Вдруг все закончилось. Помню, как мы на прогулке повздорили по незначительному поводу. В вестибюле метро Маша первая прошла через турникет, обернулась ко мне и сказала, что между нами ничего больше быть не может. И ушла. Стоя как баран перед турникетом, в первую минуту я испытал недоумение. За что? Из-за чего? Но при более широком взгляде на вещи становилось очевидным, что и впрямь ничего больше у нас Машей не может быть. Девушка расчетливая и, когда надо, трезво мыслящая, она рассудила верно: требовать с меня что-то еще кроме полудетских шалостей преждевременно, мы достаточно послужили друг другу тренажерами для поцелуев, пора переходить к другим, более серьезным снарядам. И я, рассматривая это как некую закономерность, конечно, был полностью согласен с Машей, хотя в то же время и дулся и даже скучал – не по ней в целом, а главным образом по ее губам, разбухшим от моих щенячьих покусываний.
Но юность и наступившее лето взяли свое – в бодряще прохладном июне я выкинул Машу из головы, отдавшись подготовке к вступительным экзаменам в институт, к которым был допущен, благополучно миновав рифы творческого конкурса.
Июль принес с собой жару и травму – купаясь в Водниках, я поранил ступню бутылочным осколком и пару недель провалялся дома с забинтованной ногой под распахнутым настежь по случаю духоты окном. Здесь меня чуть не ежедневно навещали тогдашние друзья – соседка Юля, уже учившаяся в «художке», ее подруга Марго, родившая двойню, Саша, Юлин молодой человек, подававший надежды художник, и Сережа, ухажер Марго, вообще-то торговавший дверными замками, но в духе того бесшабашного времени и той компании пытавшийся что-то наигрывать на электрогитаре. Мы засиживались в моей комнате далеко заполночь, потягивая разбавленную водкой пепси-колу и распевая очередную песенку, от скуки сочиненную мною к приходу гостей:
Раньше я был прост.
На любой вопрос
Не отвечал всерьез и никогда не заходил в тупик.
Я был молодой.
Я жил с самим собой.
Был утонченный эстет, а стал – настоящий мужик.
Я пью пиво утром,
Работаю на химзаводе,
Смотрю ежедневно цветной телевизор,
Женат.
Коплю на машину,
Воспитываю наркомана,
Таскаю по улице злого бульдога – и дни мои быстро летят.
И мой сын тоже прост,
Хотя и не пошел в рост
И доводит до бесчувствия свою ненормальную мать.
Ему пятнадцатый год,
Он много курит и пьет,
Но в сложной ситуации может за себя постоять.
Он будет пить пиво утром,
Работать на химзаводе,
Смотреть ежедневно цветной телевизор,
Раз в год за границу летать.
Женится,
Купит машину,
Будет растить наркомана,
Таскать по улице злого бульдога…
И все повторится опять.
Дальше вступал хор:
Настоящий мужи-и-ик…
Настоящий мужи-и-ик…
Наконец нога поджила, наступил август, и я приковылял в институт – начались вступительные экзамены.
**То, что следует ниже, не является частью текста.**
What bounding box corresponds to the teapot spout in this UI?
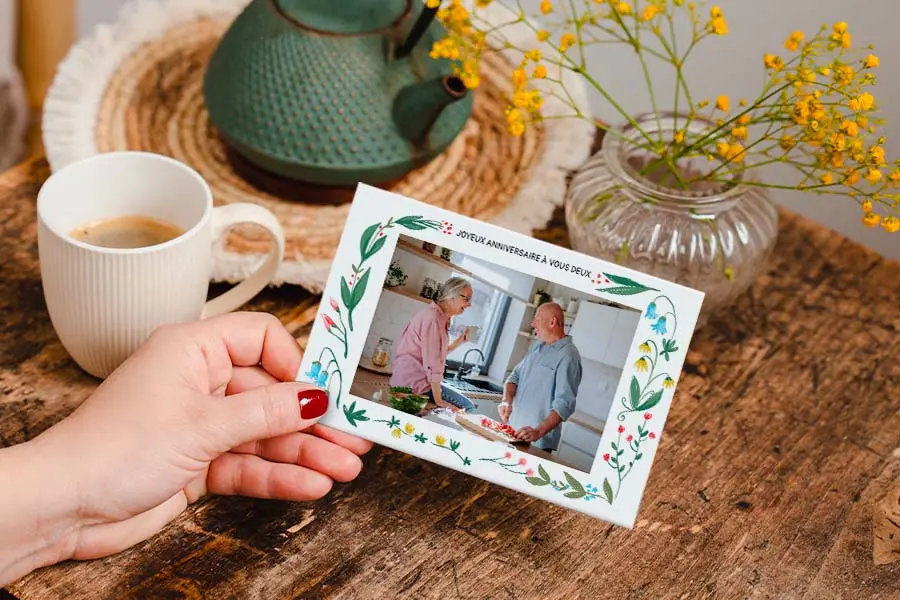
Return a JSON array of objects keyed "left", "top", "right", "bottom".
[{"left": 392, "top": 75, "right": 469, "bottom": 144}]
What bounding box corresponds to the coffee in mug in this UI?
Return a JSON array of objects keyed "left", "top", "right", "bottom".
[
  {"left": 69, "top": 215, "right": 184, "bottom": 248},
  {"left": 37, "top": 151, "right": 284, "bottom": 378}
]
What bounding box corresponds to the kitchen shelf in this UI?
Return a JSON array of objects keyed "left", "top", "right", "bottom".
[
  {"left": 383, "top": 287, "right": 431, "bottom": 304},
  {"left": 397, "top": 239, "right": 473, "bottom": 277}
]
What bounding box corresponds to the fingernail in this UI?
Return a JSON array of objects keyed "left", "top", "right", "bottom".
[{"left": 297, "top": 389, "right": 328, "bottom": 419}]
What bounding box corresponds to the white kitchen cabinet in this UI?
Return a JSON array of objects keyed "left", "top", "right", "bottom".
[{"left": 603, "top": 309, "right": 641, "bottom": 368}]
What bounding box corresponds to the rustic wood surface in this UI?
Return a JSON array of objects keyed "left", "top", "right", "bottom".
[{"left": 0, "top": 157, "right": 900, "bottom": 600}]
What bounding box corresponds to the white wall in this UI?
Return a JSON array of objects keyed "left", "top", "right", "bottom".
[{"left": 21, "top": 0, "right": 900, "bottom": 259}]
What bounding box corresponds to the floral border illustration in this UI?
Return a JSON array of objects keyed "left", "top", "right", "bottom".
[{"left": 304, "top": 215, "right": 680, "bottom": 505}]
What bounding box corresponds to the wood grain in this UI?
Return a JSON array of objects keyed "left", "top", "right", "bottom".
[{"left": 0, "top": 157, "right": 900, "bottom": 600}]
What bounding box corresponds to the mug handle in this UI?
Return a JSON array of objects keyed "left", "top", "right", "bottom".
[{"left": 200, "top": 202, "right": 284, "bottom": 319}]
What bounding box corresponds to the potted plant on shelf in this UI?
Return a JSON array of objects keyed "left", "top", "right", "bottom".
[
  {"left": 384, "top": 260, "right": 407, "bottom": 288},
  {"left": 428, "top": 0, "right": 900, "bottom": 324}
]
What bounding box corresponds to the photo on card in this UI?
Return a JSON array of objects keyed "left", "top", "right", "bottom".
[{"left": 297, "top": 185, "right": 703, "bottom": 527}]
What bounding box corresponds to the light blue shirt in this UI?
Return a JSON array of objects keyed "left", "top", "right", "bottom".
[{"left": 506, "top": 336, "right": 581, "bottom": 450}]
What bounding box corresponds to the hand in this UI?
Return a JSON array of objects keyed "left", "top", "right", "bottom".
[
  {"left": 516, "top": 427, "right": 544, "bottom": 442},
  {"left": 23, "top": 313, "right": 372, "bottom": 559}
]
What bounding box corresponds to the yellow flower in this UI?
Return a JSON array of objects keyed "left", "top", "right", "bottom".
[
  {"left": 784, "top": 31, "right": 805, "bottom": 52},
  {"left": 641, "top": 4, "right": 659, "bottom": 21},
  {"left": 849, "top": 92, "right": 875, "bottom": 112},
  {"left": 707, "top": 17, "right": 728, "bottom": 35},
  {"left": 866, "top": 168, "right": 881, "bottom": 183},
  {"left": 763, "top": 54, "right": 784, "bottom": 71},
  {"left": 863, "top": 213, "right": 880, "bottom": 227},
  {"left": 513, "top": 68, "right": 528, "bottom": 90},
  {"left": 559, "top": 33, "right": 575, "bottom": 52},
  {"left": 716, "top": 96, "right": 731, "bottom": 112}
]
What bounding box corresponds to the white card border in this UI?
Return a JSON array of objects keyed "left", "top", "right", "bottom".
[{"left": 296, "top": 184, "right": 703, "bottom": 528}]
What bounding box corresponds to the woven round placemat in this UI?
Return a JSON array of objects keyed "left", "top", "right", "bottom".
[{"left": 45, "top": 0, "right": 591, "bottom": 292}]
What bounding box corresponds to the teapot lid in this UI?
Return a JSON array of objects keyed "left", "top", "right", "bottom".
[{"left": 272, "top": 0, "right": 412, "bottom": 35}]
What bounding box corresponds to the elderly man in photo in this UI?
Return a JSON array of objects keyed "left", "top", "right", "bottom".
[{"left": 500, "top": 302, "right": 581, "bottom": 452}]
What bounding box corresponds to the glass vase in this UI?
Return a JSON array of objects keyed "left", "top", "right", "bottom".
[{"left": 565, "top": 114, "right": 778, "bottom": 327}]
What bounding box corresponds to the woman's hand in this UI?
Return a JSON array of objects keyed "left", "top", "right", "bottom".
[{"left": 0, "top": 313, "right": 372, "bottom": 580}]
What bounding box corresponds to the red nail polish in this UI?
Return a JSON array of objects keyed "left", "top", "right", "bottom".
[{"left": 297, "top": 389, "right": 328, "bottom": 419}]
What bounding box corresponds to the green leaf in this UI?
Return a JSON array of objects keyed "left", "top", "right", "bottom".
[
  {"left": 538, "top": 465, "right": 550, "bottom": 483},
  {"left": 341, "top": 275, "right": 350, "bottom": 307},
  {"left": 603, "top": 477, "right": 612, "bottom": 504},
  {"left": 628, "top": 375, "right": 641, "bottom": 410},
  {"left": 359, "top": 223, "right": 380, "bottom": 260},
  {"left": 597, "top": 286, "right": 650, "bottom": 296},
  {"left": 563, "top": 472, "right": 584, "bottom": 497},
  {"left": 347, "top": 269, "right": 372, "bottom": 310},
  {"left": 634, "top": 390, "right": 662, "bottom": 410}
]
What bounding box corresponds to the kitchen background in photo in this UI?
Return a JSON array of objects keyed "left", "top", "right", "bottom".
[{"left": 351, "top": 235, "right": 640, "bottom": 472}]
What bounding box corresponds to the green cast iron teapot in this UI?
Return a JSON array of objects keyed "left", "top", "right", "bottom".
[{"left": 203, "top": 0, "right": 472, "bottom": 187}]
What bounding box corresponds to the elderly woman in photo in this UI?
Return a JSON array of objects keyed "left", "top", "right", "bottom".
[{"left": 391, "top": 277, "right": 475, "bottom": 411}]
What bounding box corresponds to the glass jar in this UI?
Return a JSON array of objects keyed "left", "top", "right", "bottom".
[
  {"left": 565, "top": 114, "right": 778, "bottom": 327},
  {"left": 372, "top": 338, "right": 394, "bottom": 367}
]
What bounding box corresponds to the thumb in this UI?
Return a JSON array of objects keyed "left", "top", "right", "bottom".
[{"left": 209, "top": 382, "right": 329, "bottom": 452}]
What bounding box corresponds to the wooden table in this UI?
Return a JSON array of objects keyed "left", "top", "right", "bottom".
[{"left": 0, "top": 157, "right": 900, "bottom": 600}]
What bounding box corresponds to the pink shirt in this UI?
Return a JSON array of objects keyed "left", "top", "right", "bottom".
[{"left": 391, "top": 302, "right": 450, "bottom": 394}]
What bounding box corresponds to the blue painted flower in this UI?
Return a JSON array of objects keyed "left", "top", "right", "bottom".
[
  {"left": 306, "top": 361, "right": 322, "bottom": 380},
  {"left": 315, "top": 371, "right": 328, "bottom": 387},
  {"left": 650, "top": 317, "right": 666, "bottom": 335}
]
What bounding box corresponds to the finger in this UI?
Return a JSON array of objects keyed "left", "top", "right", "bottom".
[
  {"left": 307, "top": 423, "right": 374, "bottom": 456},
  {"left": 232, "top": 433, "right": 362, "bottom": 482},
  {"left": 204, "top": 382, "right": 329, "bottom": 453},
  {"left": 72, "top": 492, "right": 187, "bottom": 560},
  {"left": 225, "top": 367, "right": 278, "bottom": 396},
  {"left": 197, "top": 312, "right": 303, "bottom": 381},
  {"left": 207, "top": 453, "right": 333, "bottom": 500}
]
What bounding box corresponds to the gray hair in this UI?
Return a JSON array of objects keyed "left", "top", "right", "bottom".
[{"left": 434, "top": 277, "right": 472, "bottom": 303}]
Первый – «творческий этюд» – сошел для меня благополучно, а на втором, на изложении, чуть не произошла катастрофа. Чтобы понять, почему я едва не срезался, нужно немного углубиться в мою биографию.
Я рос болезненным мальчиком, вечно под опекой мамы, не спускавшей с меня настороженно-влюбленного взгляда. Подросши и уже самостоятельно гуляя во дворе, каждые пятнадцать минут я должен был выбегать из-под деревьев на мамин крик – она громко, по имени звала меня с балкона. Контроль был тотальным. А там, где мама не могла сама присмотреть за мной, она просила об этом других. О, сколько драгоценных конфетных коробок было роздано учителям в школе! Зимой меня кутали, кажется, во все, что только оказывалось под рукой. Под штанишки надевались аж две пары теплых детских колготок, а под меховую шапку – пуховый бабушкин платок. Летом зорко берегли меня от сквозняков, активного солнца и немытых яблок. Но все же я ухитрялся наносить себе ущерб – прищемленные дверями пальцы, разбитые об асфальт коленки, проглоченные шарикоподшипники, кашель и насморк были верными спутниками моего, в общем-то, вполне счастливого советского детства. И странно: чем плотнее меня опекали, тем упрямее становился я, тем все более непримиримые формы принимало мое неповиновение. Колготки и подштанники снимались в школьном туалете, платок срывался с головы, как только я сворачивал за угол дома. Причесанные в парикмахерской волосы тут же взлохмачивались всей пятерней, а калорийный домашний обед тайком смывался в унитаз. Более серьезными были метаморфозы внутреннего «я»: видя, как с него сдувают пылинки, бузотер во мне негодовал, но в то же время чувствовал свою особость, исключительность. Годам к пятнадцати маме стало совершенно ясно, что я – подозрительная личность, себе на уме, опасный мечтатель и потенциальный маньяк.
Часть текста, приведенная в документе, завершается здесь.